SyncMediaLite caveats

Last updated Tue Oct 01 2024

Caveats when going from EPUB Media Overlays to SyncMediaLite

When adopting a more modern synchronization strategy, as described in SyncMediaLite, some adaptation is required. It may be that existing .smil files have to be transformed into .vtt files before being distributed to a system that expects .vtt.
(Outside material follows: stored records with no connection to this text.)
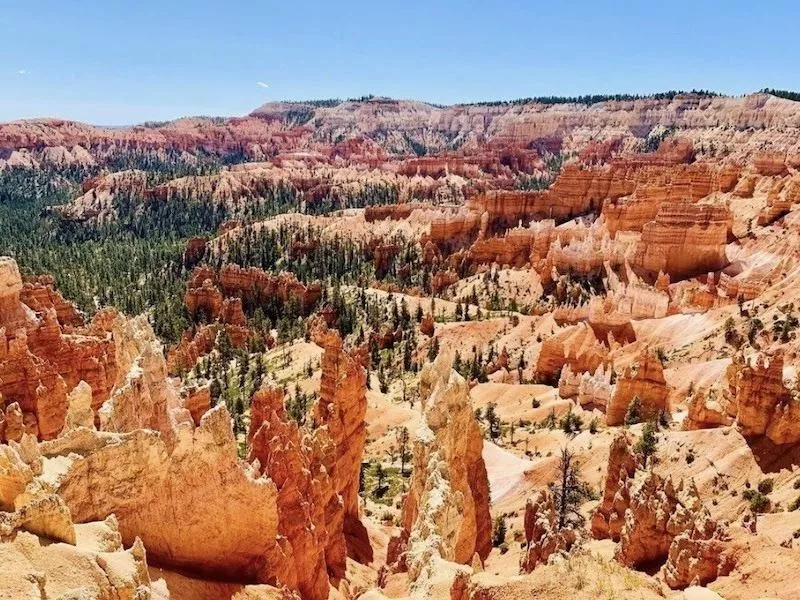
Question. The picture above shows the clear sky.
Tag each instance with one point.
(105, 63)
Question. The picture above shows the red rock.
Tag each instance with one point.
(645, 382)
(339, 414)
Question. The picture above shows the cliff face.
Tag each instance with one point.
(304, 493)
(684, 240)
(753, 395)
(654, 519)
(373, 128)
(166, 467)
(207, 288)
(339, 416)
(576, 347)
(446, 510)
(647, 384)
(542, 536)
(43, 358)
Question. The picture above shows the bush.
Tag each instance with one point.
(646, 446)
(499, 532)
(758, 501)
(571, 423)
(634, 413)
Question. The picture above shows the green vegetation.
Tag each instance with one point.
(595, 98)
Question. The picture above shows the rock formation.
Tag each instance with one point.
(684, 239)
(751, 393)
(339, 416)
(645, 382)
(446, 510)
(42, 359)
(654, 519)
(208, 287)
(304, 494)
(542, 536)
(575, 346)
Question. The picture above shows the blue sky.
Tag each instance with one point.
(105, 63)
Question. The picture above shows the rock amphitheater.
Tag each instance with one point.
(589, 389)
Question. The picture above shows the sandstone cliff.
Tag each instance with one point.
(446, 510)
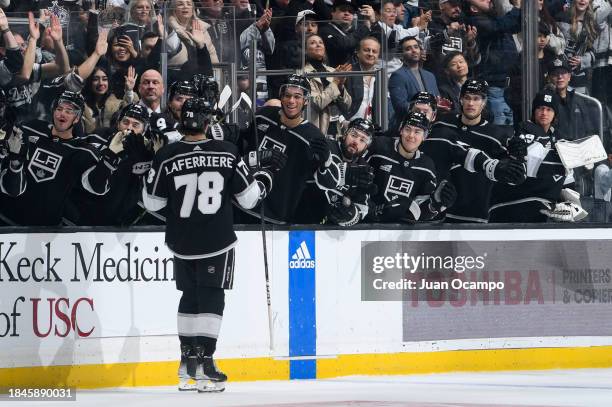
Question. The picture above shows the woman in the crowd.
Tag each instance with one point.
(142, 13)
(456, 71)
(100, 102)
(192, 35)
(325, 92)
(588, 40)
(555, 41)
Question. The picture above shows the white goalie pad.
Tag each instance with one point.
(565, 212)
(582, 152)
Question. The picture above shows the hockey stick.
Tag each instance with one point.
(253, 80)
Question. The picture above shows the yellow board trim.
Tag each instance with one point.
(465, 361)
(250, 369)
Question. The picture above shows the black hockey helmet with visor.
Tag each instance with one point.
(362, 125)
(136, 111)
(415, 119)
(475, 87)
(207, 87)
(72, 98)
(196, 114)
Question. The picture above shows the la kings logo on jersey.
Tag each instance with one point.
(398, 186)
(268, 144)
(44, 165)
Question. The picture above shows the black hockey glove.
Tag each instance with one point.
(506, 171)
(320, 150)
(445, 195)
(17, 145)
(157, 138)
(358, 175)
(264, 180)
(343, 215)
(517, 148)
(272, 159)
(135, 148)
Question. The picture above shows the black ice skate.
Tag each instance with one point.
(208, 377)
(187, 368)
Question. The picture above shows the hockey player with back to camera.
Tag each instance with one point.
(346, 179)
(197, 178)
(405, 177)
(473, 154)
(135, 143)
(548, 190)
(46, 162)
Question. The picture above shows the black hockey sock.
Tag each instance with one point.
(211, 301)
(188, 305)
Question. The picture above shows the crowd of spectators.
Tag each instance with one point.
(111, 53)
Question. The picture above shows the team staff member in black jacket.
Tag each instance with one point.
(284, 136)
(340, 38)
(46, 162)
(197, 178)
(472, 175)
(120, 206)
(408, 190)
(547, 184)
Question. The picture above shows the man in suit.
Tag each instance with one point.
(361, 88)
(410, 78)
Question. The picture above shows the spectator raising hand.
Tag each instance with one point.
(130, 79)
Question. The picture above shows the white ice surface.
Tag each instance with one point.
(583, 387)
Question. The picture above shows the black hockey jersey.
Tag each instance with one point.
(404, 184)
(289, 183)
(331, 181)
(197, 180)
(546, 177)
(473, 188)
(52, 168)
(120, 205)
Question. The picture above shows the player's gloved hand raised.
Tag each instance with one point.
(343, 215)
(17, 145)
(506, 171)
(116, 144)
(358, 175)
(136, 149)
(320, 150)
(272, 159)
(445, 195)
(517, 148)
(158, 139)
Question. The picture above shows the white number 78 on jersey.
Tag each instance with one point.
(207, 186)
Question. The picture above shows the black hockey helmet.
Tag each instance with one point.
(298, 81)
(475, 87)
(363, 125)
(72, 98)
(416, 119)
(424, 98)
(186, 88)
(196, 114)
(135, 111)
(545, 98)
(207, 87)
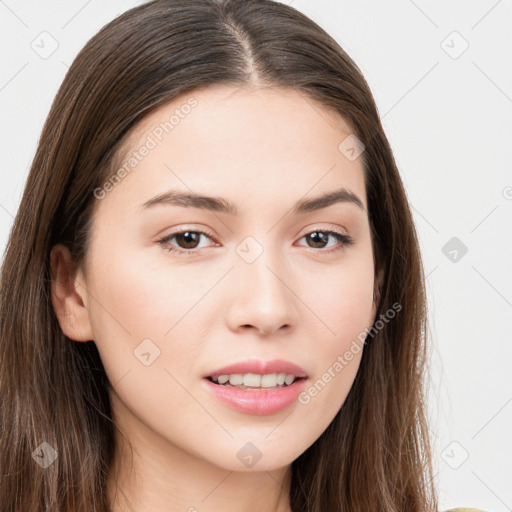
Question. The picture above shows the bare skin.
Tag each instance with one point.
(299, 300)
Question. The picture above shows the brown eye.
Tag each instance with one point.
(186, 242)
(319, 239)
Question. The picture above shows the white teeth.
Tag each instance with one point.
(255, 380)
(236, 379)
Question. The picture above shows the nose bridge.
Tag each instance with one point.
(263, 297)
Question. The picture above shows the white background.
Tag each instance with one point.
(448, 116)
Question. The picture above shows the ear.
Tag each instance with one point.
(70, 305)
(379, 280)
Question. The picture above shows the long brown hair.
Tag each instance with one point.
(375, 455)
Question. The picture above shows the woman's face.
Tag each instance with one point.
(263, 283)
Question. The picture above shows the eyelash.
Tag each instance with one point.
(344, 240)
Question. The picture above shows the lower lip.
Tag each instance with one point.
(258, 401)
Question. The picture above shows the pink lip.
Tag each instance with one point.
(261, 367)
(257, 401)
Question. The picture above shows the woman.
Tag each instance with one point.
(279, 365)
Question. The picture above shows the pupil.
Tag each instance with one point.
(189, 234)
(318, 235)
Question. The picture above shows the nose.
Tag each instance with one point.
(262, 297)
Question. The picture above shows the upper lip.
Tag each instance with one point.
(260, 367)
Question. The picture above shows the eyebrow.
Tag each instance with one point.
(221, 205)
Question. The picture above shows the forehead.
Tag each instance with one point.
(234, 142)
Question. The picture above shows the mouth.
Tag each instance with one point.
(255, 381)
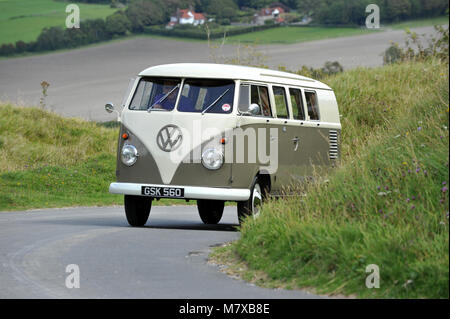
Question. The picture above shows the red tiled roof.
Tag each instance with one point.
(199, 16)
(269, 11)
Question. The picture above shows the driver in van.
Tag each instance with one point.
(168, 102)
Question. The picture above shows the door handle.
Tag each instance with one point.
(296, 140)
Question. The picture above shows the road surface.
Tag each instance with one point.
(83, 80)
(165, 259)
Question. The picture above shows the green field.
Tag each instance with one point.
(287, 35)
(24, 19)
(387, 204)
(419, 23)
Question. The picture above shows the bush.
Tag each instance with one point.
(145, 13)
(117, 24)
(415, 49)
(7, 49)
(21, 47)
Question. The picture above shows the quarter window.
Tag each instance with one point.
(311, 102)
(279, 94)
(260, 96)
(255, 94)
(156, 94)
(297, 104)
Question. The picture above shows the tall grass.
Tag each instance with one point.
(50, 161)
(386, 204)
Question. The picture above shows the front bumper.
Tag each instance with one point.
(190, 192)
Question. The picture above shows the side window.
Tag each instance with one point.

Or the user agent may be loading .smil files and internally transforming them to TextTrackCues so as to avoid writing a SMIL engine.

In any case where EPUB Media Overlays need to be transformed to work in a WebVTT-based playback scenario, there are some differences to be aware of.

Multiple audio files.

It's theoretically permitted in EPUB Media Overlays to have sync points in the same SMIL file referencing different audio files (in practice this isn't common).

Non-contiguous audio segments.

Say we have an audio file of someone saying "Three one two". Our HTML text, though, says "1 2 3". Theoretically, SMIL can handle this, though it's worth mentioning that this type of content is not commonly found:

<par>
    <audio src="audio.mp3" clipBegin="1s" clipEnd="2s"/>
    <text src="file.html#one"/>
</par>
<par>
    <audio src="audio.mp3" clipBegin="2s" clipEnd="3s"/>
    <text src="file.html#two"/>
</par>
<par>
    <audio src="audio.mp3" clipBegin="0s" clipEnd="1s"/>
    <text src="file.html#three"/>
</par>

You would see the highlight and audio start with "1" and proceed to "2", then "3", since each <par> indicates what portion of audio to render.

Now if you try to represent this in WebVTT, you would get:

10
00:00:01.000 --> 00:00:02.000
{"selector":{"type": "FragmentSelector", "value": "one"}}

20
00:00:02.000 --> 00:00:03.000
{"selector":{"type": "FragmentSelector", "value": "two"}}

30
00:00:00.000 --> 00:00:01.000
{"selector":{"type": "FragmentSelector", "value": "three"}}

But you would hear and see highlighted "3", followed by "1", then "2", since the audio playback is only based on the audio file, from start to end.

Solutions

In both cases, resolving the difference requires either additional special handling by the user agent, or audio file reformulation by the producer.